IR: Indexing and Searching


Databases that incorporate an index provide the quickest search results, as the index contains the most relevant terms of documents encompassed within the electronic database.  Just as we refer to an index in a book to direct us to the precise page(s) where a specific term (word) is used, an electronic index does the same thing – it makes searching efficient.

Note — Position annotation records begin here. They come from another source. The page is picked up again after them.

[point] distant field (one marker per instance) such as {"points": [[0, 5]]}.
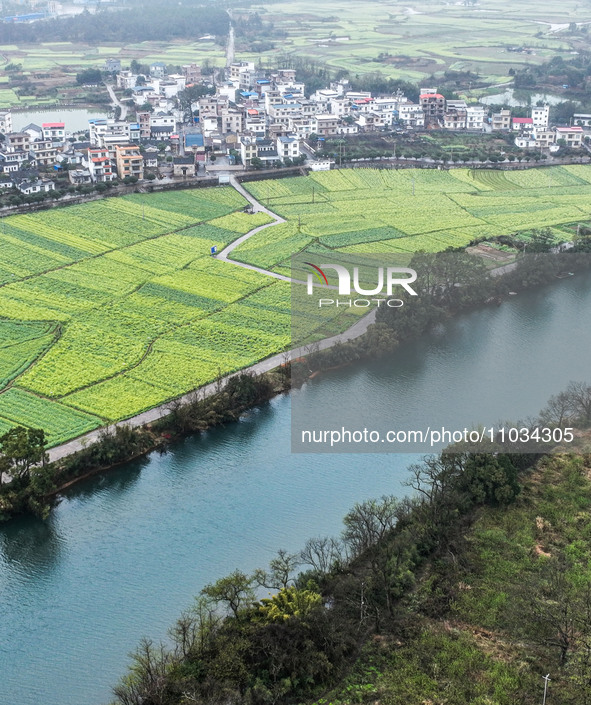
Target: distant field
{"points": [[116, 306], [113, 307], [374, 210], [421, 40]]}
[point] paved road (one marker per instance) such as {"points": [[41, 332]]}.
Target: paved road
{"points": [[258, 368]]}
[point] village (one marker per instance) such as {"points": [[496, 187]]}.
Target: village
{"points": [[251, 119]]}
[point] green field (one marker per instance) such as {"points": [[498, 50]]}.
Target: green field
{"points": [[113, 307], [374, 210], [415, 42]]}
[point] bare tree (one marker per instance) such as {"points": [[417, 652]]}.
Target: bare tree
{"points": [[281, 571], [323, 553]]}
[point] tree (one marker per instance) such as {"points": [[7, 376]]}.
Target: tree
{"points": [[89, 76], [281, 571], [23, 448], [289, 602], [235, 591], [369, 522]]}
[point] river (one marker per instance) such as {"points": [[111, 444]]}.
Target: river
{"points": [[124, 553]]}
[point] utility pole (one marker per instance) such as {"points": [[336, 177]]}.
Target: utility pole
{"points": [[546, 679]]}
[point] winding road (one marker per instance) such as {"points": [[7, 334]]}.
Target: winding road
{"points": [[269, 363]]}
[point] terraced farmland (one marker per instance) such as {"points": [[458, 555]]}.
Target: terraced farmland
{"points": [[385, 210]]}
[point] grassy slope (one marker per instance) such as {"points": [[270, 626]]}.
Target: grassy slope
{"points": [[469, 640]]}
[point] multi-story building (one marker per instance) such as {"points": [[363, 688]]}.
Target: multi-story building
{"points": [[248, 149], [327, 125], [45, 151], [183, 166], [18, 142], [143, 118], [5, 121], [288, 147], [475, 117], [545, 137], [522, 124], [126, 80], [411, 114], [541, 115], [162, 126], [580, 119], [158, 69], [302, 127], [99, 165], [502, 120], [192, 73], [281, 112], [231, 120], [129, 161], [433, 105], [455, 116], [103, 131], [573, 136]]}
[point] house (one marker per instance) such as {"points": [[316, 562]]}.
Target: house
{"points": [[158, 69], [37, 186], [525, 141], [18, 142], [100, 165], [143, 118], [231, 120], [129, 161], [126, 80], [54, 131], [192, 73], [5, 121], [456, 115], [34, 131], [104, 131], [411, 114], [502, 120], [475, 117], [196, 144], [267, 151], [326, 125], [573, 136], [541, 115], [522, 125], [162, 126], [112, 65], [545, 137], [248, 149], [45, 152], [580, 119], [79, 176], [433, 105], [288, 147], [151, 158], [183, 166]]}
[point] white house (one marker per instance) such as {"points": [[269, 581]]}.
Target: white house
{"points": [[288, 147], [38, 186], [541, 115], [475, 117]]}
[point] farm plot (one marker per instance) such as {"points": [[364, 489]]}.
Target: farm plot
{"points": [[372, 210]]}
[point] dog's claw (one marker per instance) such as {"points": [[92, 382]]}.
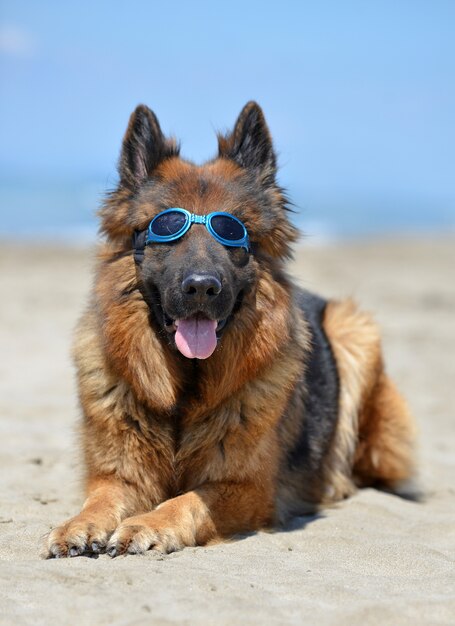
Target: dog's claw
{"points": [[75, 551], [112, 551]]}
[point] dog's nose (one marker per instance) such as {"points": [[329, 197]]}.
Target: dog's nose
{"points": [[201, 286]]}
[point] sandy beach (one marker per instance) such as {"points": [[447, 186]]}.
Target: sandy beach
{"points": [[374, 559]]}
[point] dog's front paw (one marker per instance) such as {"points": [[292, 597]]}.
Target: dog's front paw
{"points": [[79, 535], [152, 531]]}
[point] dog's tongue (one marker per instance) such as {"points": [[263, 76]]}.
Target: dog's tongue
{"points": [[195, 337]]}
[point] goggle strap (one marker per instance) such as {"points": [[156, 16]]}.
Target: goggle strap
{"points": [[139, 238]]}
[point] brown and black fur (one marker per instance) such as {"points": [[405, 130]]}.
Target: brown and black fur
{"points": [[293, 410]]}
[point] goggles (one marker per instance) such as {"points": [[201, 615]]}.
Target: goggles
{"points": [[173, 223]]}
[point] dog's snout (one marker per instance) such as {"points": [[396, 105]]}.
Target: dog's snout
{"points": [[201, 286]]}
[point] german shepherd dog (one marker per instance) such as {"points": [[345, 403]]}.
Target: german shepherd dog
{"points": [[217, 397]]}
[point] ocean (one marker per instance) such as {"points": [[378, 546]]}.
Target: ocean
{"points": [[37, 209]]}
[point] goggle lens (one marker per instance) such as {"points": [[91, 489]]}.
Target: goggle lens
{"points": [[227, 227], [167, 224]]}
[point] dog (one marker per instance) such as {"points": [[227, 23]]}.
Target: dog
{"points": [[217, 397]]}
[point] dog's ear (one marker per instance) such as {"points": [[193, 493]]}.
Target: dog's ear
{"points": [[250, 143], [144, 147]]}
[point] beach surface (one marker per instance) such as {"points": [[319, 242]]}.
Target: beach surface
{"points": [[374, 559]]}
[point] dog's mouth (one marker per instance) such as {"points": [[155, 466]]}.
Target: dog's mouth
{"points": [[196, 337]]}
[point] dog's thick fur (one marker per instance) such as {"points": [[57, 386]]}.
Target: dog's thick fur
{"points": [[293, 410]]}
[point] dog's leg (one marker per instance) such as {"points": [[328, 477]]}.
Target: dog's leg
{"points": [[208, 513], [108, 502], [385, 450], [374, 440]]}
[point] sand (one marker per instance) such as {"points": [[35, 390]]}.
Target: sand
{"points": [[374, 559]]}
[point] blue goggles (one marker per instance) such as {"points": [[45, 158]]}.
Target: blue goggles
{"points": [[173, 223]]}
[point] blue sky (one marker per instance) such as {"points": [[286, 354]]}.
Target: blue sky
{"points": [[359, 95]]}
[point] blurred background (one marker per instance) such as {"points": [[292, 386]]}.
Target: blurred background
{"points": [[359, 96]]}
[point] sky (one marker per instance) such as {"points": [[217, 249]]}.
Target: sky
{"points": [[359, 95]]}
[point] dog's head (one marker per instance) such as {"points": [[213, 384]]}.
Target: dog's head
{"points": [[195, 285]]}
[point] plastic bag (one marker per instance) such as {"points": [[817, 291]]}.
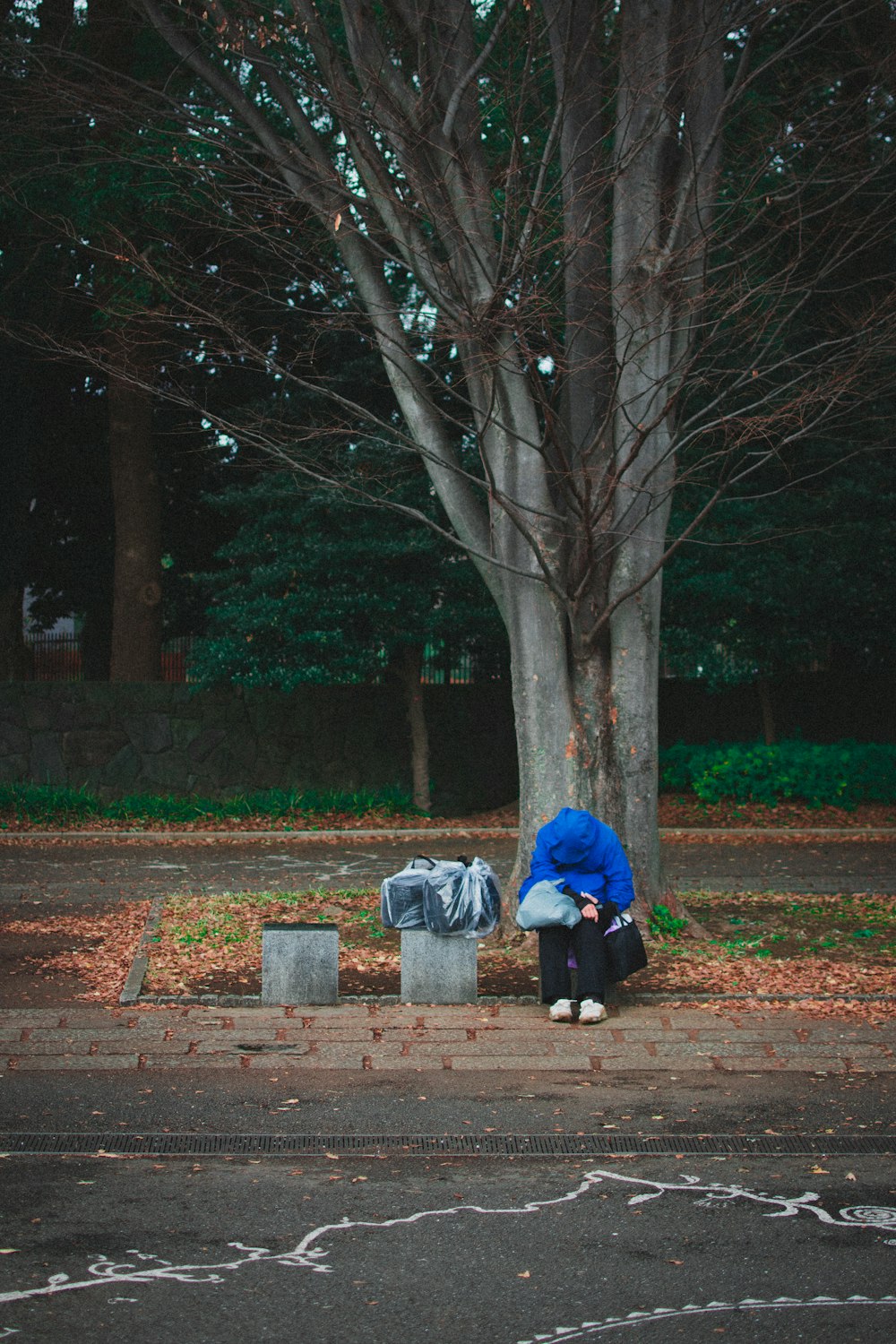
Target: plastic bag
{"points": [[544, 906], [461, 900], [402, 895]]}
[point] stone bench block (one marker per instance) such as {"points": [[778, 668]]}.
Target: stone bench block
{"points": [[437, 969], [300, 964]]}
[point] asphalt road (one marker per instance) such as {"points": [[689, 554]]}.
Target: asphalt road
{"points": [[78, 873], [374, 1250], [408, 1249]]}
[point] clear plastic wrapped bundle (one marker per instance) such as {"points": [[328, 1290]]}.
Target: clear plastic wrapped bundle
{"points": [[462, 900], [452, 898], [402, 895]]}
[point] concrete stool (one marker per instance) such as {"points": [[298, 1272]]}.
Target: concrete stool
{"points": [[437, 969], [300, 964]]}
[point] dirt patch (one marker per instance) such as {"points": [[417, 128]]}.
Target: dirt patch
{"points": [[676, 811], [788, 943]]}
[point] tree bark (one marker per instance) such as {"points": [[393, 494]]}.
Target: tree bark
{"points": [[15, 660], [408, 666], [136, 607]]}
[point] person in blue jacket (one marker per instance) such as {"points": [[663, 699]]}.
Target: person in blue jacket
{"points": [[587, 857]]}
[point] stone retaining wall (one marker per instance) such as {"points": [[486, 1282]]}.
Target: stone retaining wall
{"points": [[169, 738]]}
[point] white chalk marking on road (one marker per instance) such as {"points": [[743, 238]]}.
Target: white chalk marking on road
{"points": [[665, 1314], [308, 1255]]}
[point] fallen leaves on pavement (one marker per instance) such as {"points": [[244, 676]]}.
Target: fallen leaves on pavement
{"points": [[101, 946]]}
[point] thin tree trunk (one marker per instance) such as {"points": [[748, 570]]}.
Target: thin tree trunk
{"points": [[763, 690], [408, 666], [15, 661], [136, 609]]}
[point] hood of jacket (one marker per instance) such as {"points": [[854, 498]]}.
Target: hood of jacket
{"points": [[573, 836]]}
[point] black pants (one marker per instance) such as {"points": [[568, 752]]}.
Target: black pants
{"points": [[586, 941]]}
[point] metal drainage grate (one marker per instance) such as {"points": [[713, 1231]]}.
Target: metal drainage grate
{"points": [[450, 1145]]}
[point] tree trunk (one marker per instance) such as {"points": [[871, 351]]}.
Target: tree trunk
{"points": [[408, 667], [136, 609], [15, 661], [766, 706]]}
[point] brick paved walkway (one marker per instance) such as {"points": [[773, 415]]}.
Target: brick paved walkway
{"points": [[368, 1037]]}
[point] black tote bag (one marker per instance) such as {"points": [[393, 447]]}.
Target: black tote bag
{"points": [[625, 948]]}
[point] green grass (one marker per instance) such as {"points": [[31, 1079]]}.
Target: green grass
{"points": [[48, 806]]}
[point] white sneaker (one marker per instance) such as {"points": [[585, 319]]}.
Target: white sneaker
{"points": [[591, 1011]]}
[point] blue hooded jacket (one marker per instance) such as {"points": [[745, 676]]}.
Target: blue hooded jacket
{"points": [[584, 854]]}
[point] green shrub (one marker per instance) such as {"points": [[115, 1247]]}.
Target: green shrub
{"points": [[662, 924], [840, 773], [47, 803]]}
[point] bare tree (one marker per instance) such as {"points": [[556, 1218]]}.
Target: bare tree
{"points": [[600, 247]]}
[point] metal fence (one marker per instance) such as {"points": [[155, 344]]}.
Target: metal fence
{"points": [[58, 658]]}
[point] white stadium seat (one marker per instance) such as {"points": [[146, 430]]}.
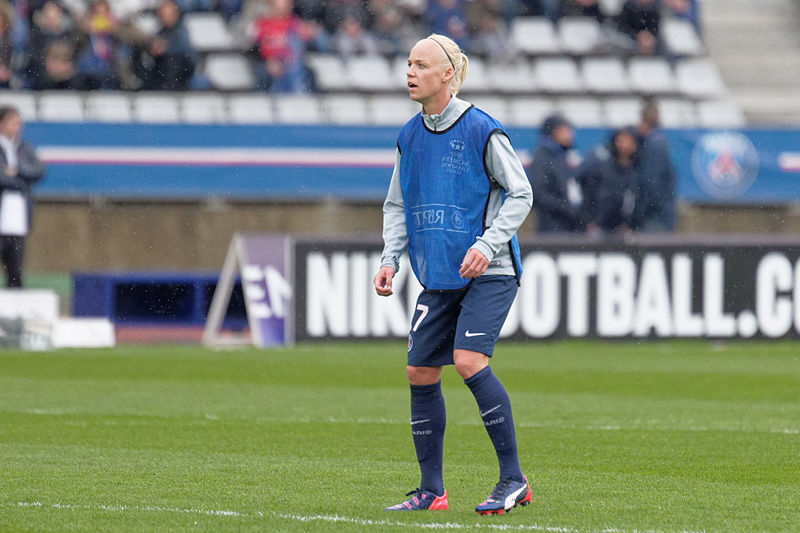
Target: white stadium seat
{"points": [[720, 114], [328, 71], [156, 108], [229, 72], [605, 75], [676, 113], [208, 32], [651, 75], [582, 112], [61, 107], [203, 108], [558, 75], [392, 110], [108, 107], [477, 77], [580, 35], [370, 73], [534, 35], [250, 109], [681, 39], [529, 112], [699, 78], [24, 102], [515, 77], [298, 109], [347, 109], [622, 112]]}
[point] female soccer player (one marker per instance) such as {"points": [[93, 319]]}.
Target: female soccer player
{"points": [[457, 197]]}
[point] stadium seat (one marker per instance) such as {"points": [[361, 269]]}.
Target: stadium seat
{"points": [[329, 72], [250, 109], [370, 73], [651, 75], [611, 8], [25, 102], [203, 109], [558, 75], [699, 78], [622, 112], [605, 75], [156, 108], [60, 106], [477, 77], [534, 35], [676, 113], [108, 107], [392, 110], [208, 32], [582, 112], [496, 107], [510, 78], [229, 72], [298, 109], [720, 114], [348, 109], [529, 112], [680, 38], [580, 35]]}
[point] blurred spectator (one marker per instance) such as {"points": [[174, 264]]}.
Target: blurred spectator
{"points": [[20, 170], [279, 36], [97, 62], [581, 8], [655, 198], [640, 20], [50, 24], [352, 39], [59, 70], [6, 47], [608, 180], [392, 26], [556, 193], [686, 9], [168, 61], [447, 17]]}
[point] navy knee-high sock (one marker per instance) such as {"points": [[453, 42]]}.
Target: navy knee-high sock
{"points": [[495, 410], [428, 419]]}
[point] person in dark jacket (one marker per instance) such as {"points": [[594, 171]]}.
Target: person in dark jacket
{"points": [[608, 179], [20, 170], [655, 197], [556, 195]]}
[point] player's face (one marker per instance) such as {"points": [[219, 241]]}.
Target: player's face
{"points": [[426, 75]]}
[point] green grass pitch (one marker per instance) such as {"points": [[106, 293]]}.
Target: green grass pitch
{"points": [[678, 436]]}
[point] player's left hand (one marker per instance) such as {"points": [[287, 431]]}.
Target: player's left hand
{"points": [[474, 264]]}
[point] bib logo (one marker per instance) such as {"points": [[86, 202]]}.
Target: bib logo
{"points": [[457, 145], [725, 164]]}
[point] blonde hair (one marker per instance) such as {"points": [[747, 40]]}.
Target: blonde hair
{"points": [[455, 58]]}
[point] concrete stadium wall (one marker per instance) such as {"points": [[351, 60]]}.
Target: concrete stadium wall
{"points": [[104, 235]]}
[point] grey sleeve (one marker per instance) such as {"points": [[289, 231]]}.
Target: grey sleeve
{"points": [[395, 234], [506, 169]]}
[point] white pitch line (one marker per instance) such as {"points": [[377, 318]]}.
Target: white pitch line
{"points": [[309, 518]]}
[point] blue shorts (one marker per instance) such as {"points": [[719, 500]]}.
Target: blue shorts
{"points": [[467, 319]]}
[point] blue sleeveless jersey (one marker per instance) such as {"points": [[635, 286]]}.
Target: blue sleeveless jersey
{"points": [[445, 187]]}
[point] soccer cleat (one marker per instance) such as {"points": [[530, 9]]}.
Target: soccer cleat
{"points": [[506, 495], [421, 500]]}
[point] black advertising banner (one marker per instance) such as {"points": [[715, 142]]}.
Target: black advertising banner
{"points": [[658, 287]]}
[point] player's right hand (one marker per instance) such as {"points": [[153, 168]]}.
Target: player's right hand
{"points": [[383, 281]]}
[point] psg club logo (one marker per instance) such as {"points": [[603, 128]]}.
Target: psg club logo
{"points": [[725, 164]]}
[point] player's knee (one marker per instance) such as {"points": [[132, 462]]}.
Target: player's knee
{"points": [[422, 375]]}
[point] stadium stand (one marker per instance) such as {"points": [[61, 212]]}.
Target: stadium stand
{"points": [[575, 64]]}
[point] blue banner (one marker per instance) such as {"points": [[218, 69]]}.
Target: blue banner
{"points": [[280, 162]]}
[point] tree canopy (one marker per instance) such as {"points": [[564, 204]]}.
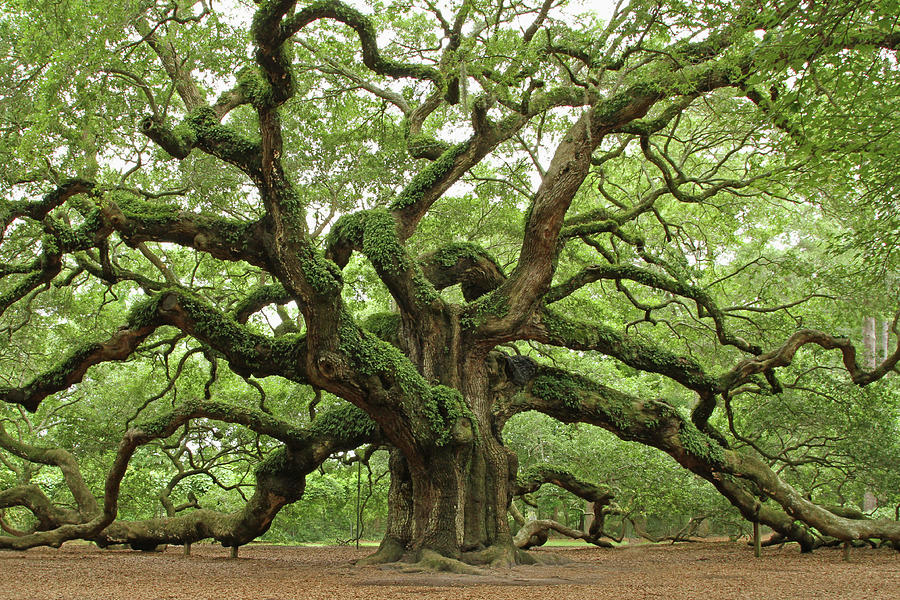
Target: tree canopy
{"points": [[239, 239]]}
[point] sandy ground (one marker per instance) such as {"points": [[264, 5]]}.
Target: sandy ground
{"points": [[709, 570]]}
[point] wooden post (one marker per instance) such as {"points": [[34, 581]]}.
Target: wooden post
{"points": [[757, 544]]}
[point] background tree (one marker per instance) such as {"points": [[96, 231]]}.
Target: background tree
{"points": [[659, 223]]}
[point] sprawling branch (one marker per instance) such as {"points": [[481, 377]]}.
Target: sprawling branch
{"points": [[469, 265], [782, 356], [247, 353], [225, 239], [280, 480], [705, 304], [39, 209], [571, 398]]}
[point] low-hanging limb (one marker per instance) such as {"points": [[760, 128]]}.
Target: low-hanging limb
{"points": [[247, 352], [572, 398], [280, 480], [534, 533]]}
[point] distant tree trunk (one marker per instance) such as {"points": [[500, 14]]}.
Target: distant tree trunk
{"points": [[869, 342]]}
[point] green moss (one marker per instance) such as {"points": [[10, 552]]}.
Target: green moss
{"points": [[386, 326], [490, 305], [258, 297], [345, 421], [559, 390], [445, 408], [429, 177], [699, 444], [423, 145], [582, 396], [439, 406], [276, 463], [323, 275], [451, 254], [55, 379], [144, 312]]}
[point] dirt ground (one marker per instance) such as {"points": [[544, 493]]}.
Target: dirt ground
{"points": [[710, 570]]}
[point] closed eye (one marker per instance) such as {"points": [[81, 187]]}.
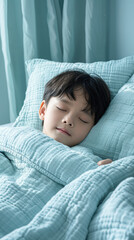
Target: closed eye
{"points": [[83, 121], [61, 109]]}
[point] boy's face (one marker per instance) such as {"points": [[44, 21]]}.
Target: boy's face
{"points": [[65, 119]]}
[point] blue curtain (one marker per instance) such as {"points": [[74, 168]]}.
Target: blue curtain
{"points": [[59, 30]]}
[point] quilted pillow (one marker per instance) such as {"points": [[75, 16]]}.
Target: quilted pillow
{"points": [[115, 73], [113, 136]]}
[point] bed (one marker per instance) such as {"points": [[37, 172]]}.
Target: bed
{"points": [[51, 191]]}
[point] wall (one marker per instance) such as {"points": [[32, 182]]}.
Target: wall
{"points": [[121, 32]]}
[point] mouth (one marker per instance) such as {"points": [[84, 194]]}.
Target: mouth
{"points": [[64, 131]]}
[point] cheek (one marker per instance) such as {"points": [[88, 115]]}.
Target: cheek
{"points": [[83, 131], [51, 117]]}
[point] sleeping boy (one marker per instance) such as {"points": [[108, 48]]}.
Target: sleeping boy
{"points": [[73, 102]]}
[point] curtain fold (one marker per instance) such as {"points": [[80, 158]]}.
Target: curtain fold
{"points": [[59, 30], [7, 58]]}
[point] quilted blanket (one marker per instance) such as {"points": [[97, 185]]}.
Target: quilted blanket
{"points": [[49, 191]]}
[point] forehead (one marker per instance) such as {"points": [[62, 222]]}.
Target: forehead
{"points": [[79, 100]]}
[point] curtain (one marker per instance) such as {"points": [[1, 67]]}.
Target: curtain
{"points": [[59, 30]]}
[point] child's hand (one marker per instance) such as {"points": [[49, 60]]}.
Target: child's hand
{"points": [[104, 162]]}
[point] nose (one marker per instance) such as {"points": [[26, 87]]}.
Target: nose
{"points": [[68, 120]]}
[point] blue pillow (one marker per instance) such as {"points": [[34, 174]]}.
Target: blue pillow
{"points": [[115, 73], [113, 136]]}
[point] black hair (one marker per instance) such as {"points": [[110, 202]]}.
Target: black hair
{"points": [[96, 91]]}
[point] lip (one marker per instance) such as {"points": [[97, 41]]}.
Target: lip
{"points": [[64, 131]]}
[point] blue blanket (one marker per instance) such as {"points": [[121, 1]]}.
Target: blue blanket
{"points": [[53, 192]]}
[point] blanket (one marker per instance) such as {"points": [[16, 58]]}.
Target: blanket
{"points": [[49, 191]]}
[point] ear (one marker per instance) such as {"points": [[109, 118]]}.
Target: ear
{"points": [[42, 110]]}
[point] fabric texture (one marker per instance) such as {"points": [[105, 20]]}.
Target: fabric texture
{"points": [[46, 29], [112, 136], [115, 74], [49, 191]]}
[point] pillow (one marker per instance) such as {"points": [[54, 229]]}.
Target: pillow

Indexing = fast search results =  efficiency
According to Baeza-Yates, major performance measures for information retrieval systems are:
§  Indexing time: The size of the text corresponds to time necessary to create index.
§  Indexing space: The size of the text correlates to space needed as index is being constructed.
§  Index storage: Ultimately, completed index will require much less space than actual text size.
§  Query latency: Difference in time of initiation of search query and output of results (answer).  This is most noticeable to the user/researcher.
§  Query throughput: Derived from query latency to reflect average queries per second.  The average Google search that I’ve performed takes approximately 1 – 3 seconds; obtaining search results (with hundreds of thousands or millions of hits) in that amount of time is considered to be quite efficient.
Entire indexing of IR systems is normally performed on a daily basis, while incremental indexing may be performed more frequently to provide fresh information to the user/researcher.  It would become very tedious to completely re-index each time new data/information is added to the database.  Implementation of the "basic inverted index” is most often used, as its structure encompasses “all different words (vocabulary)” within the text of the document.  Terminology is fundamental to the indexing process – especially the inverted index. 
“For each word in the vocabulary the index stores the documents which contain that word.  For this reason it is called an inverted index, as we can reconstruct the text using the index” (Baeza-Yates, p 340).
The inverted index is most popular with the English language, wherein suffix arrays are more utilized with languages that require phrasing (several sequential words), such as Asian and Middle-eastern languages and information retrieval of music (which has sequential notes).  As it takes more than one note to express a melody, various languages require more than one word to express a concept – this is the uniqueness of languages.
There are other indexing techniques, which are more complex (than the inverted index), but relevant to information retrieval systems.  However, due to its simplicity, compared to all other techniques, the inverted index is the oldest and most used in today’s advanced technological IR systems.  Algorithms have become more sophisticated, and pseudocode (computer program instructions) maintains the intricate steps of the varied techniques.
New and improved technologies involving multi-core CPU chips, RAM (memory) compressions, better storage devices (such as solid-state hard drives), etc. set the trends for generating better IR systems and research techniques.  As the Internet and WWW continue to expand and evolve, search scalability (relating to object representation – from millions to billions to trillions . . .) will continue to be a challenge.

With a stash of chocolate at my fingertips,
I’m up to the challenge!


References

Baeza-Yates, R., & Ribeiro-Neto. (2011). Modern Information Retrieval; the concepts and technology behind search; second edition. New York: Pearson Education Limited.